First, let me just start off by saying, the word "tough" is subjective, and I completely understand there are harder things to focus on at times when it comes to parenting. But this, this sleep regression nonsense, has been my strongest parenting nemesis to date. Oh and I (plus my ever patient husband) will defeat this proverbial beast. My sardonic personality doesn't always lead me towards the most positive of mindsets, so with this I must be intentional, calculated even. 

Step 1: Consistency

Every nap time, every bedtime, we will bore my daughter to sleep with monotonous behaviors that lead her directly to Snoozeville. We will cast the faintest light in her room, overwhelm her with the aroma and soothing power of whatever lavender, calming baby bath we can find, and get her body and mind prepared to drift off gently into La La Land. We will pray with her and for her (and us!). We will do this every night (pending, of course, the chance we can coax a dear friend or relative to tend to our little dear so we can have a date night). Our daughter will eventually recognize the slow and steady signals that will point to her getting ready and going to bed for the night. As the weeks have progressed, we (ahem... my husband) have been dedicated to this and have begun to see the bedtime struggles shorten and consistent sleep elongated. 

Step 2: See the Glass Half Full

As difficult as it can be to encourage my daughter to sleep when it's dark and quiet outside, imagine, just for a moment, just how well you think it goes when it's super sunny and seems that everyone and their mother is walking their dogs around our apartment during nap time. I know it's nap time cause my daughter gets astronomically more clumsy (she gets her swan-like grace from yours truly), and what I like to call "slap happy." This highly medical term refers to when someone is so tired, they think everything is funny, like hysterically funny. I mean, don't get me wrong, I'm known around our apartment and small friend circle as being quite the kidder, but when my daughter gets this way I almost feel bad as it's no where close to my best comedic stuff (not to brag or anything but I can somewhat juggle and make a very select number of balloon animals. So yeah, full disclosure, I did, albeit briefly, aspire to be a clown). In the midst of encouraging my daughter to sleep, sometimes pleading, after two hours of attempts I know I have reached my limit. I then choose to allow her to get up and continue playing, quickly turn my head away and wipe away any tears (never let them see you cry! Haha), and proceed to calmly tell myself "she is going to be so exhausted by seven o'clock." Perspective is everything, so choose a positive one.

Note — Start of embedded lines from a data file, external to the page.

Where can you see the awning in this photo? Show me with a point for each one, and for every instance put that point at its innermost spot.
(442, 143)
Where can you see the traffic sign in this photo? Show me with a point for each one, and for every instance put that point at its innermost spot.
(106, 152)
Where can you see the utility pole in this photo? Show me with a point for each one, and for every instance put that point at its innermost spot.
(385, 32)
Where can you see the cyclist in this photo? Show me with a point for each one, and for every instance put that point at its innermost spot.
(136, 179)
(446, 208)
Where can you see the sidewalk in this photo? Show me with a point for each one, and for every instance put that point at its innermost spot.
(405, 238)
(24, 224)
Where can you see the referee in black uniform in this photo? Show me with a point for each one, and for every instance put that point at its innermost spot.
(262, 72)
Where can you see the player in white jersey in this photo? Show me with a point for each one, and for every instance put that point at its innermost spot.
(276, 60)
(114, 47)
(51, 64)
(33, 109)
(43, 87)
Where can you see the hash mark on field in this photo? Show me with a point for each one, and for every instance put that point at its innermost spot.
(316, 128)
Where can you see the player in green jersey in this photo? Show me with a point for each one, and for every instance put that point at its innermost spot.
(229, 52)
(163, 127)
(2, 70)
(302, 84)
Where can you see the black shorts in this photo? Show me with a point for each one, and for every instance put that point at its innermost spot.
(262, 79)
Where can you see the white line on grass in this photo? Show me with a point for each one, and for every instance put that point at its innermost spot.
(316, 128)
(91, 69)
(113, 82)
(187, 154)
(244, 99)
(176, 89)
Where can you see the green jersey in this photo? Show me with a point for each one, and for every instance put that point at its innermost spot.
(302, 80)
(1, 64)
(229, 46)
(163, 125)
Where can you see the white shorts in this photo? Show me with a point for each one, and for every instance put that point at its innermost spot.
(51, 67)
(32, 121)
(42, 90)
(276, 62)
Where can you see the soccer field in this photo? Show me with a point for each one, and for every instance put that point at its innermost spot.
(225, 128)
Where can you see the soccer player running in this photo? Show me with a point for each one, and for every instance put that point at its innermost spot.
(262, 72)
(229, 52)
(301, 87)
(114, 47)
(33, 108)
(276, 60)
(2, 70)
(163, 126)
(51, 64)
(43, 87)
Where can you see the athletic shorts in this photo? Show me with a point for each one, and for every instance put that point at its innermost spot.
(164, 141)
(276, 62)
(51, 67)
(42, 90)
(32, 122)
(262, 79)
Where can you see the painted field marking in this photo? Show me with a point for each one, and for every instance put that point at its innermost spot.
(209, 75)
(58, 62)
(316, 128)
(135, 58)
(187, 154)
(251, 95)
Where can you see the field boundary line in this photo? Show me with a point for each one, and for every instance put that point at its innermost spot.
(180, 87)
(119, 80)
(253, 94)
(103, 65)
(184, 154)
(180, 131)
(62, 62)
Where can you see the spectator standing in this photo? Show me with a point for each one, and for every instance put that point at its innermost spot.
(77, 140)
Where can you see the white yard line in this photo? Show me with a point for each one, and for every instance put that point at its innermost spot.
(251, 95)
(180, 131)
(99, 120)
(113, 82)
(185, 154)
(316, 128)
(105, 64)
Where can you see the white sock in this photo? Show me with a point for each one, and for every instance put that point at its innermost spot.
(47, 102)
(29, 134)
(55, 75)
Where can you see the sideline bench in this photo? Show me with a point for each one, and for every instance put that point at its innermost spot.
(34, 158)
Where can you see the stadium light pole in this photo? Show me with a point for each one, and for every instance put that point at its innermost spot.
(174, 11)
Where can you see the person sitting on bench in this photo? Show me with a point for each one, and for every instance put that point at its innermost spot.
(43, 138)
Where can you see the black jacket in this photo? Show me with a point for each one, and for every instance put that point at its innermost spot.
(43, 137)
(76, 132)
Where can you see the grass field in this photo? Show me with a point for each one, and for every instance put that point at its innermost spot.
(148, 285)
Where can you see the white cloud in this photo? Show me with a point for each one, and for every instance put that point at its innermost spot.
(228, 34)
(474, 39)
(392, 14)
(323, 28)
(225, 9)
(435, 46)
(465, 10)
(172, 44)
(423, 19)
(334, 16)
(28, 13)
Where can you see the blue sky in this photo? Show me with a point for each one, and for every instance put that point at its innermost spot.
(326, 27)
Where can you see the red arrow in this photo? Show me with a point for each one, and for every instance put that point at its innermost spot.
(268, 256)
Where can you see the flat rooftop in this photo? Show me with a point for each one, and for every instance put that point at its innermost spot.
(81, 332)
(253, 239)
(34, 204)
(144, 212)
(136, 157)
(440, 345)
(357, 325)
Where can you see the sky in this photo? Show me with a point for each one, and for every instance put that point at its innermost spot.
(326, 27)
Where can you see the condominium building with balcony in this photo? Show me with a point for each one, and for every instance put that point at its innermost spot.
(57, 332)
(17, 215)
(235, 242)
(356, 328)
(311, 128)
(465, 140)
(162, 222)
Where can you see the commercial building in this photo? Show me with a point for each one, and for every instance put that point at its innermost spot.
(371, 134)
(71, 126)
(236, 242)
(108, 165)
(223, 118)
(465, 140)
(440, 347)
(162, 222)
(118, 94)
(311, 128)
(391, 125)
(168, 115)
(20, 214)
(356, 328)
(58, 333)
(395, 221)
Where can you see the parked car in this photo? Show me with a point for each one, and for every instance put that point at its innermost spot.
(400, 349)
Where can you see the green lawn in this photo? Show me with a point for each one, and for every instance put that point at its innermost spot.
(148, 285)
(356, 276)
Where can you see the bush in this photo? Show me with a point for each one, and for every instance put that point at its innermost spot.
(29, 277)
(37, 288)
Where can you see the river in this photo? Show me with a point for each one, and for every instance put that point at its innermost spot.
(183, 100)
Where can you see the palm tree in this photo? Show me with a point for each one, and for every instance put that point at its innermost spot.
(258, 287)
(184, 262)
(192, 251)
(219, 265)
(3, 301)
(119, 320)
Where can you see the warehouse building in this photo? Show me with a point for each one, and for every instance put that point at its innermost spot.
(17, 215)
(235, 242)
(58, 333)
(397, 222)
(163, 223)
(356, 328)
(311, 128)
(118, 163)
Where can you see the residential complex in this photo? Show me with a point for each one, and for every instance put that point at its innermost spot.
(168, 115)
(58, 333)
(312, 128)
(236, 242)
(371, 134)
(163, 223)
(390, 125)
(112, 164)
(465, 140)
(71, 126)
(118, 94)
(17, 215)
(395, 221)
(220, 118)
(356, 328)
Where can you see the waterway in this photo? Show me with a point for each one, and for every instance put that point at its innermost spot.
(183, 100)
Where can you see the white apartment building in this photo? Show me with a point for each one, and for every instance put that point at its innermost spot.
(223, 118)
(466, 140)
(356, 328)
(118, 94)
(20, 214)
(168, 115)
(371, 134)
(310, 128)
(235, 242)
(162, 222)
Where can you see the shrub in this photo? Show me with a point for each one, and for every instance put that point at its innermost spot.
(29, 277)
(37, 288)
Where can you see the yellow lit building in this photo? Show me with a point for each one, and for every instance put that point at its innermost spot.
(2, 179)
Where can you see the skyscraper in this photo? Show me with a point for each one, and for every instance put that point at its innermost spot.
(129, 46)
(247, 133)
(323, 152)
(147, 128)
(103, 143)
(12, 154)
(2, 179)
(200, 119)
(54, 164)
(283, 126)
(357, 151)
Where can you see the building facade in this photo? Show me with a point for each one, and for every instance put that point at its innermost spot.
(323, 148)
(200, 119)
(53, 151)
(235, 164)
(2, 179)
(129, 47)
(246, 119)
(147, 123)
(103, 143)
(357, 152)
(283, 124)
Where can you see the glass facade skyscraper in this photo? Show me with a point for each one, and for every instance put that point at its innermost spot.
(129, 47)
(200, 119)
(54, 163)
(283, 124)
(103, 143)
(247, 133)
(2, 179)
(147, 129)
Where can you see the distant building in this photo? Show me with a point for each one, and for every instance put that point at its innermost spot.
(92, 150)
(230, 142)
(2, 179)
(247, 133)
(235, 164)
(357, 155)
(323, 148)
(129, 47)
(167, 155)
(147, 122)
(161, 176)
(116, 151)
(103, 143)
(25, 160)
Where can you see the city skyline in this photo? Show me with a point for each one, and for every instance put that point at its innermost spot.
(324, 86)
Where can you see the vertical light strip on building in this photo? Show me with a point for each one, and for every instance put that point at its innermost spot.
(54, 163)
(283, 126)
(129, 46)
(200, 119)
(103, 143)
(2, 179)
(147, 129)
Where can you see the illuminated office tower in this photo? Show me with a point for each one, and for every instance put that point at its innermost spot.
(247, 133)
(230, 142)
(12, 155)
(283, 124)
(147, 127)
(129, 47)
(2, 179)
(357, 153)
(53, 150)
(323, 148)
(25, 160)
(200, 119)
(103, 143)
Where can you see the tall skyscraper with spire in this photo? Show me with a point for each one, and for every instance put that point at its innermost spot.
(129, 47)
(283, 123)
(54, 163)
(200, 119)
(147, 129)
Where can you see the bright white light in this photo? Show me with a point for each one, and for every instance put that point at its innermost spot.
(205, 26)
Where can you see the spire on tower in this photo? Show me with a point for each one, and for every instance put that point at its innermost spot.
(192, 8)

Step 3: Clear Schedule, Full Bellies, Can't Lose

Mondays through Thursdays, my little lady and I keep a pretty set schedule. It helps me, personally, remain productive, and most of the time keeps my daughter movin' and a groovin' consistently throughout her day-to-day. Even throughout this last month of sleep regression, which most definitely applies to her midday napping schedule, it has remained a fruitful investment. Despite my daughter refusing and/or just not napping, because of this set schedule, our days are full and it helps set my husband and I up for less of a difficult bedtime. Amidst this schedule, we focus on making well rounded meals (lots of fruit, veggies, and protein) all through the day. We have found that when she goes to bed, how do you say, "fat and sassy," she sleeps hard, and that means a glorious full night's sleep for us baggy-eyed parents. 

This past month has proven to be a labor of love. I love, love, love my daughter, and I want to hate, hate, hate this sleep regression. However, it has taught me some truly wonderful lessons as a parent, let alone a parent of a precocious toddler. For as much as I knew before she entered this world and everything I've learned after, I know I desperately love and care for this little girl. My love for her is deep and wide. It feels like a boundless kind of affection you are only capable of realizing when you push, stagger, and grow through new challenges with your child. For her and those learning experiences, I will continue to be grateful for.